Two researchers, one a dermatologist with the Wayne State University School of Medicine, have tested a method that shows promise in bypassing the current biopsy practice and providing immediate results. Their study indicated that high-frequency ultrasound with elastography measurement of skin can determine cancerous skin growths.

"Dermatologists tend to biopsy any lesions that seem visually suspicious for disease," said co-investigator Bahar Dasgeb, M.D., a resident in the Department of Dermatology at the Wayne State University School of Medicine and the Pinkus Dermatopathology Lab in Monroe, Mich. "Consequently, many benign lesions are needlessly biopsied in order to avoid the risk of missing a potentially deadly melanoma."

According to the American Cancer Society, physicians diagnose more than 1 million cases of skin cancer annually in the United States. The most serious form of skin cancer – melanoma – is responsible for 68,720 of those cases, and killed approximately 11,590 people in 2009.

"High-frequency ultrasound with elastography has the potential to improve the efficiency of skin cancer diagnosis," said lead author Eliot L. Siegel, M.D., vice chairman of the Department of Radiology at the University of Maryland School of Medicine. "It successfully delineated the extent of lesions and was able to provide measurable differentiation among a variety of benign and malignant lesions."

Dr. Dasgeb, also a radiologist, trained as a resident with Dr. Siegel. They presented their findings at the annual meeting of the Radiological Society of North America in December.

The study involved testing 56 lesions from 48 patients in the Detroit area. For the purposes of comparison, the lesions were measured with the ultrasound technique and samples were taken with conventional biopsy methods. In each case, Dr. Dasgeb said, the ultrasound technology matched the findings of the biopsy.

“It’s very rare to find a 100 percent match, so we were very surprised,” she said. “We don’t expect to see that rate in our next study group, but anything in the high 80s and 90s will indicate we have something that works.”
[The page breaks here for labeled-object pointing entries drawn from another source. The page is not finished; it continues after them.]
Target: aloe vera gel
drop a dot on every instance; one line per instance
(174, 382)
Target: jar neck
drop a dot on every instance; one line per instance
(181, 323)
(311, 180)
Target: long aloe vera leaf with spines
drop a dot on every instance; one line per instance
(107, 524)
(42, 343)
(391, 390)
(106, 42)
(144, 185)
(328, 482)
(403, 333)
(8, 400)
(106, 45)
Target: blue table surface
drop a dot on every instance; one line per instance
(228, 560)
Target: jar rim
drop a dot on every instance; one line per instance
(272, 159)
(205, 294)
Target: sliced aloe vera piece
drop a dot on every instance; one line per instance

The ultrasound technology used by Drs. Siegel and Dasgeb was designed to examine muscle and bone, she explained. Hitachi, the maker of the device, is now interested in additional, broader studies, with an eye toward developing a higher-powered ultrasound technology designed for skin lesion differentiation and measuring.
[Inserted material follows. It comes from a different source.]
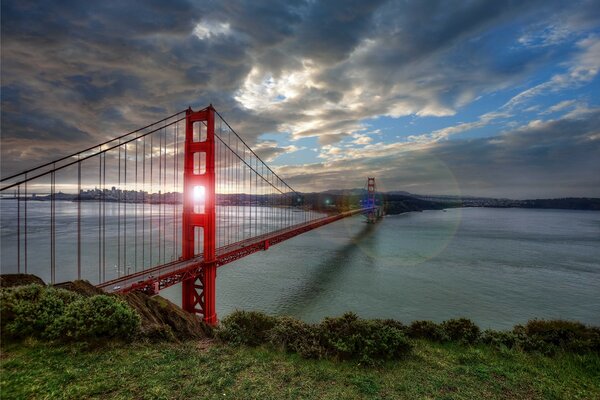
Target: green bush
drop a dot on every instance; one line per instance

The pair also established a scale of elastography – or skin elasticity – to distinguish between malignant and benign lesions. Cystic lesions (non-malignant) showed high levels of elasticity. Malignant lesions were significantly less elastic.

The combination of high-frequency ultrasound and elastography also appears to allow accurate measurement of the extent and depth of lesions below the skin’s surface.

The procedure is non-invasive, can be performed in a physician’s office and offers immediate results, which can lead to immediate treatment in the case of malignancies and the end of anxious waits for biopsy results.